SSE Renewables, the University of Strathclyde and Renewable Parts have joined forces to make the wind sector in the UK more circular.
Most wind replacement parts are sourced from new, which increases the carbon emissions of the industry.
The three partners are looking for ways to ensure more minor components for wind farms can be recycled, remanufactured and reused – to stop the need for building unnecessary elements.
Reducing the waste of wind farms once they reach the end of use is also a key point for the partnership.
Research by the university and testing by both SSE and Renewable Parts will help the partners understand how a more circular approach to wind can be implemented.

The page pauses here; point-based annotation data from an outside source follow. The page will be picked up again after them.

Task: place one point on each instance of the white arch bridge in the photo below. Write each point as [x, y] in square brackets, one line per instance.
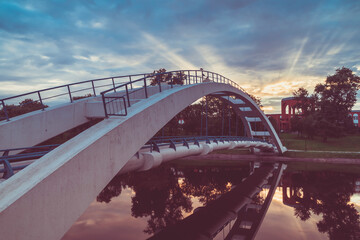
[44, 199]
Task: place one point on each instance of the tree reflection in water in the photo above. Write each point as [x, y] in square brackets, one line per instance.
[327, 194]
[164, 194]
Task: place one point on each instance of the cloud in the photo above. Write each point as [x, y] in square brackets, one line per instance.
[258, 44]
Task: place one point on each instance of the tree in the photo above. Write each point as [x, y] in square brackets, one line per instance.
[257, 100]
[28, 105]
[305, 103]
[335, 100]
[326, 112]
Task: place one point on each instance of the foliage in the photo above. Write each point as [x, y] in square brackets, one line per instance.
[326, 112]
[194, 116]
[26, 106]
[160, 76]
[257, 100]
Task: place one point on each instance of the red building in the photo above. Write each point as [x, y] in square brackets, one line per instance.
[288, 111]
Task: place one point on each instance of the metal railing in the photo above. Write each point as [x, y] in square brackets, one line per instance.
[123, 94]
[155, 143]
[60, 93]
[116, 104]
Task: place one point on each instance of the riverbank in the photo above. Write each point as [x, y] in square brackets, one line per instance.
[272, 158]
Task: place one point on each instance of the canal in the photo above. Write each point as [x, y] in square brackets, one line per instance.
[310, 201]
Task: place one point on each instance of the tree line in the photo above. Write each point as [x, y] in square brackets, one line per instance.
[326, 112]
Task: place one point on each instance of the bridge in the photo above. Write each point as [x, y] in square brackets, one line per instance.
[53, 191]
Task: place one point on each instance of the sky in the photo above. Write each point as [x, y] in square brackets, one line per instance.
[269, 47]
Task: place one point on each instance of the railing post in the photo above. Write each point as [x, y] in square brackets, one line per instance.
[69, 93]
[92, 83]
[159, 82]
[113, 84]
[127, 95]
[5, 110]
[146, 96]
[42, 105]
[180, 75]
[105, 110]
[130, 82]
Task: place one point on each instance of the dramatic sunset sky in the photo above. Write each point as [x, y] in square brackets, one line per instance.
[269, 47]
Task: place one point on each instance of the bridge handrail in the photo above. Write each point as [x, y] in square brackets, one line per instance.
[198, 78]
[68, 91]
[186, 77]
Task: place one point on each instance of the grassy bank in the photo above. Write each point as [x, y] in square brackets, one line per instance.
[350, 143]
[344, 147]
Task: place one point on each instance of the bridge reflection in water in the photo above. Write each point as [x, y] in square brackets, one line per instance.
[162, 199]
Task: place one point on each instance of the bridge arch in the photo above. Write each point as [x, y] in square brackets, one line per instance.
[60, 185]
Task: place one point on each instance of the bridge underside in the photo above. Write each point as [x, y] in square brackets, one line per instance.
[57, 188]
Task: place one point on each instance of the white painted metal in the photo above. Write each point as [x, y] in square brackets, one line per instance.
[44, 199]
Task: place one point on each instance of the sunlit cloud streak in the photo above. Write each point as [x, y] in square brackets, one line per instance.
[262, 45]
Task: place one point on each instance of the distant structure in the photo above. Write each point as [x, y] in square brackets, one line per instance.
[282, 120]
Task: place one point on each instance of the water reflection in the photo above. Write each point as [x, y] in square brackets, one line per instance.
[326, 194]
[166, 195]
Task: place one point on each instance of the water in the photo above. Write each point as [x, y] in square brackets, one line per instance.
[310, 202]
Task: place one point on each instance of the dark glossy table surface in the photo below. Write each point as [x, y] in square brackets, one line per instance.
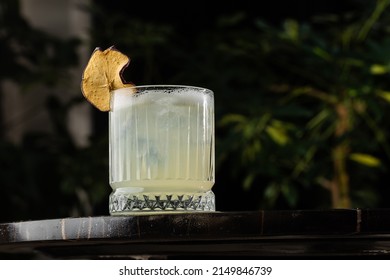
[363, 233]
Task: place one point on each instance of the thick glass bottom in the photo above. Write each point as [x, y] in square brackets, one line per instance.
[122, 203]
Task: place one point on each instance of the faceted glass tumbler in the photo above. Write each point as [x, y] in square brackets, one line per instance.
[161, 150]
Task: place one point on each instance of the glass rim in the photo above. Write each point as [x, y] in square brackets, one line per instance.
[165, 86]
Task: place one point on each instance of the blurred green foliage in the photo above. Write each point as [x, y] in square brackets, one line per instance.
[302, 110]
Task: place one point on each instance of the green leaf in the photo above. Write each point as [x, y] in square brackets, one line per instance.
[377, 69]
[384, 94]
[278, 134]
[365, 159]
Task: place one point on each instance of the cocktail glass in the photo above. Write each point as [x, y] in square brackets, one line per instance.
[161, 149]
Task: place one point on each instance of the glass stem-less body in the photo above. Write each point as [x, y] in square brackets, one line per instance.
[162, 149]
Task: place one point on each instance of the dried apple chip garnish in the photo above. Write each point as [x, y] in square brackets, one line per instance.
[103, 74]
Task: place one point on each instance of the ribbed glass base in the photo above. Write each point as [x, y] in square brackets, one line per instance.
[138, 203]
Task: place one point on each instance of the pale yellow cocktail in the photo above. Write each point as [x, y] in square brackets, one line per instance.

SSE Renewables’ Stephen Wheeler said: “Delivering on the ambition of this new partnership with the University of Strathclyde and Renewable Parts to develop sustainable supply chains and a circular economy in the UK wind sector is a significant step forward on our journey to net zero.”
“Strathclyde’s role as the leading research and skills partner will underpin the growth and development of the sector, de-risking innovation and positioning the university and the National Manufacturing Institute Scotland as leading institutions for sustainability in designing, manufacturing and operating wind turbines, as well as in education and skills development across the sector,” added Principal of the University of Strathclyde, Sir Jim McDonald.
Renewable Parts Chief Executive James Barry said: “This co-investment in new technology will not only enhance operational performance but will create many new, high skilled jobs in the renewables sector within the UK economy.”